Wir gehen davon aus, dass sich die weltwirtschaftliche Expansion 2019 fortsetzen wird, wenn auch langsamer als 2017 und 2018, da sich das Wachstum in den USA, China und Europa abschwächen wird. Die Risiken sind nach unten gerichtet, da sich die Weltwirtschaft einer Reihe von Herausforderungen gegenüber sieht, die sich im Jahr 2018 aufgebaut haben. Im Rahmen unseres mittelfristigen Ausblicks gehen wir davon aus, dass die chinesische Wirtschaft allmählich langsamer wachsen wird. Für 2019 erwarten wir eine Zunahme des realen BIPs um 6,0%, nach 6,5% im Jahr 2018. Allerdings sollte die chinesische Wirtschaftspolitik eine deutlichere Abschwächung verhindern können, womit Befürchtungen einer harten Landung übertrieben erscheinen. Umgekehrt bergen die indirekten Auswirkungen der US Handelspolitik Abwärtsrisiken. Es bleibt unklar, ob die USA und China ihre Handelsstreitigkeiten während der am 1. Dezember 2018 ausgehandelten 90-Tage-Frist beilegen können, ob die USA auf die Einführung weiterer Zölle auf Autoeinfuhren verzichten werden und ob die Demokratische Mehrheit im Repräsentantenhaus den neuen NAFTA-Vertrag verabschieden wird. Während die direkten Auswirkungen der US Zollpolitik insgesamt nicht allzu stark ins Gewicht fallen, könnte die Stimmung der Unternehmen und damit die Investitionstätigkeit allmählich belastet werden.

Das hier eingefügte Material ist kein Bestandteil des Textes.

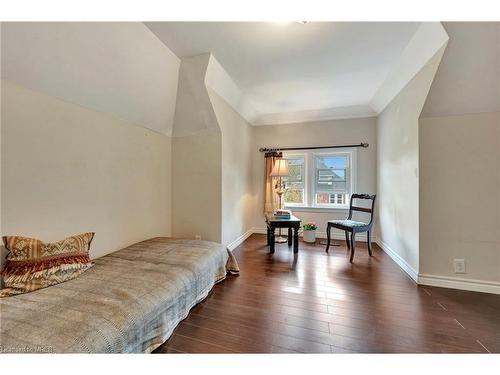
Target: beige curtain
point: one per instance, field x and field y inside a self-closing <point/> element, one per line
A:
<point x="270" y="196"/>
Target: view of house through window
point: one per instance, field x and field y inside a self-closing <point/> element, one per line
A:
<point x="319" y="179"/>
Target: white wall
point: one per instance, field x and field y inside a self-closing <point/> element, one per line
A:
<point x="331" y="132"/>
<point x="460" y="195"/>
<point x="119" y="68"/>
<point x="397" y="168"/>
<point x="67" y="169"/>
<point x="238" y="200"/>
<point x="468" y="78"/>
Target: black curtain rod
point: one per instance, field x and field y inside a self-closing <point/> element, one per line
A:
<point x="265" y="149"/>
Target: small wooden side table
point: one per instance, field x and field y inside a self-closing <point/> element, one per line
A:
<point x="292" y="223"/>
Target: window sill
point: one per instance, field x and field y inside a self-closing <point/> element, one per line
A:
<point x="317" y="209"/>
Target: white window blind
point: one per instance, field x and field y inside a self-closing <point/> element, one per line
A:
<point x="295" y="181"/>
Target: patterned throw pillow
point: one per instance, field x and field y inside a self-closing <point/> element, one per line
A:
<point x="33" y="264"/>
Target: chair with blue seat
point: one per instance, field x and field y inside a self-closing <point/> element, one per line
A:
<point x="353" y="226"/>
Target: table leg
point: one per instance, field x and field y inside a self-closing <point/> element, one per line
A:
<point x="296" y="240"/>
<point x="271" y="239"/>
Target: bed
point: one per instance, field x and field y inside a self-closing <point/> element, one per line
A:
<point x="130" y="301"/>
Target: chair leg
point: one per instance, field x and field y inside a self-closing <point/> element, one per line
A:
<point x="369" y="242"/>
<point x="352" y="246"/>
<point x="328" y="229"/>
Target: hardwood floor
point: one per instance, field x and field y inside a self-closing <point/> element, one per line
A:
<point x="319" y="303"/>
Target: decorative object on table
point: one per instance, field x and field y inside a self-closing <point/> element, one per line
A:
<point x="352" y="226"/>
<point x="33" y="264"/>
<point x="292" y="223"/>
<point x="280" y="170"/>
<point x="309" y="234"/>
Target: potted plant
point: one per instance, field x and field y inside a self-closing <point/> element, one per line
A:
<point x="309" y="232"/>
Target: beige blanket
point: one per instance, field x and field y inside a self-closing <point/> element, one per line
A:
<point x="130" y="301"/>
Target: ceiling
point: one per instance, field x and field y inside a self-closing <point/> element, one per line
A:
<point x="119" y="68"/>
<point x="290" y="67"/>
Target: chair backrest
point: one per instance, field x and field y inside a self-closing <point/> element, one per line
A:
<point x="371" y="210"/>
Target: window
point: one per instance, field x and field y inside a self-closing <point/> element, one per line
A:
<point x="320" y="178"/>
<point x="332" y="179"/>
<point x="294" y="183"/>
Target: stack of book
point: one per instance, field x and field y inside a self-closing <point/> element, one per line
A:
<point x="282" y="214"/>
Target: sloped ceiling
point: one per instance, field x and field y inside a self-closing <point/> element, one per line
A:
<point x="468" y="78"/>
<point x="117" y="68"/>
<point x="292" y="72"/>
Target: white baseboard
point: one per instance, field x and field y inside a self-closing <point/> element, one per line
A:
<point x="460" y="283"/>
<point x="403" y="264"/>
<point x="336" y="236"/>
<point x="238" y="241"/>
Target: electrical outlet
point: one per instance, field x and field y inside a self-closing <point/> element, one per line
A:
<point x="459" y="265"/>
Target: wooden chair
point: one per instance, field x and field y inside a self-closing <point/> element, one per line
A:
<point x="352" y="226"/>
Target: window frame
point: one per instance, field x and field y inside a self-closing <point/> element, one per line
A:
<point x="310" y="178"/>
<point x="304" y="179"/>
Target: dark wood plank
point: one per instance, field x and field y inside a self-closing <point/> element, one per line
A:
<point x="313" y="302"/>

Der Industriesektor macht meist weniger als ein Fünftel der Wirtschaftsleistung in entwickelten Volkswirtschaften aus, ist aber bedeutend für die Entwicklung der Aktienmärkte, insbesondere in Europa. Die globale Industriekonjunktur hat sich im Laufe des Jahres 2018 abgekühlt. Während einigen Faktoren nur temporär belastet haben, ist eine nachhaltige Belebung der Industriekonjunktur nicht gewährleistet. Dies würde keine Verlangsamung in China, höhere Ölpreise und insbesondere die Beendigung der Handelsstreitigkeiten ausgehend von den USA erfordern. Diese Entwicklungen entsprechen zwar nicht unserem Basisszenario, sind aber dennoch keineswegs völlig unwahrscheinlich. Da die Finanzmärkte von der Finanzpolitik der neuen Regierung nicht überzeugt sind, dürfte das restriktivere monetäre Umfeld in Italien, der drittgrößten Volkswirtschaft der Eurozone, die Konjunktur auch 2019 belasten. Andererseits sehen wir den Brexit nach wie vor, wenn überhaupt, als weitgehend vorübergehende Belastung für die britische Wirtschaft. Mit weiter steigenden Fed-Zinsen wird sich der US Konjunkturzyklus seinem Ende weiter nähern. Ein Rezessionsrisiko sehen wir derzeit nicht, was sich jedoch in der zweiten Jahreshälfte 2019 ändern könnte.